MARIANNE ALESPÉE
LES ALESPÉE DE NÉRAC
MONSIEUR ALAIN BROQUA PRÉPARE UNE ÉTUDE HISTORIQUE SUR LA FAMILLE ALESPÉE; C'EST UNE CHANCE, CAR BEAUCOUP ONT ÉCRIT SUR ELLE, MAIS DE MANIÈRE TRÈS FRAGMENTAIRE ET SANS TOUJOURS CITER LEURS SOURCES.
LE COMTE DE VILLENEUVE-BARGEMON dans sa NOTICE HISTORIQUE SUR LA VILLE DE NÉRAC, rédigée à partir de documents de M. LARRARD-VILLARY et parue en 1807 éveille notre curiosité.

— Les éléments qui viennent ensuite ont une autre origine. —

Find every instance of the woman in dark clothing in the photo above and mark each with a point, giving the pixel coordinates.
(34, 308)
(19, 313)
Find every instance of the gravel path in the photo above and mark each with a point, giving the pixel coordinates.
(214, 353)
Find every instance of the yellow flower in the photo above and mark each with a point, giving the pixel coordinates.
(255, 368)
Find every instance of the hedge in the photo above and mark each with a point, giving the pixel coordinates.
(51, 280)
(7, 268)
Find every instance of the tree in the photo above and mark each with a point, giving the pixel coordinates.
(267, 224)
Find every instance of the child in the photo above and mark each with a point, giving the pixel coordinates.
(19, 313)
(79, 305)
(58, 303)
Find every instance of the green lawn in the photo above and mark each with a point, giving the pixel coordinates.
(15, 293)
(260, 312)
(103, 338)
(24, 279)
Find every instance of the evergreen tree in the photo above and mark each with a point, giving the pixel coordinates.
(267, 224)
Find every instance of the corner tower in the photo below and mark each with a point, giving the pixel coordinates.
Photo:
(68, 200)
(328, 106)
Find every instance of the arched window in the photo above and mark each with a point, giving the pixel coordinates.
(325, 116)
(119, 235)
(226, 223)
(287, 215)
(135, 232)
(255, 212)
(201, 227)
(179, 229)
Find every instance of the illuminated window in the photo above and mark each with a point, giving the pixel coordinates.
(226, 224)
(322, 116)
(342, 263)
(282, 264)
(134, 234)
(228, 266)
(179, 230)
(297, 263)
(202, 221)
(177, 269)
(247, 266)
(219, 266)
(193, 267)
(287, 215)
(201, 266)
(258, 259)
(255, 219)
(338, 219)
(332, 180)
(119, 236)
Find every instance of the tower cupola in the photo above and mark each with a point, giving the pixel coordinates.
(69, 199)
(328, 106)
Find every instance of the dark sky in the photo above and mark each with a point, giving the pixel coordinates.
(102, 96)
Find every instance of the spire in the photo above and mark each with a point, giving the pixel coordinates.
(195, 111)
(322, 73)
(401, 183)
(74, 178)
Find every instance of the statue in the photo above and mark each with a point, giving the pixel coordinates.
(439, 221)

Pages 35-36: Après avoir décrit le château des rois de Navarre, l'auteur s'intéresse aux jardins, ainsi qu'au petit Pavillon qui s'y trouvait encore au début du XIXe siècle.
suite page 36...
Nous aurons à revenir sur l'assasinat de J. Alespée en 1792, mais remarquons une première erreur du Comte de Villeneuve-Bargemon, puisque le fils de Marianne se prénommait Jean et non Joseph. A cette époque le prénom Joseph n'était pas à la mode en Navarre, ce n'est qu'après le Concile de Trente de 1563 qu'il commença à se répandre en France, mais il prit beaucoup de temps avant d'arriver à Nérac. Il fallut attendre environ un siècle et les persécutions qui précédèrent la Révocation de l'Édit de Nantes. Malheureusement cette erreur de prénom a été copiée et amplifiée par de nombreux auteurs.
suite de la page 35:
De plus récentes études montrent que la Fontaine de Las Poupettes n'a été construites qu'en 1580, mais les traditions populaires font souvent plus confiance aux histoires romanesque qu'aux vieux parchemins.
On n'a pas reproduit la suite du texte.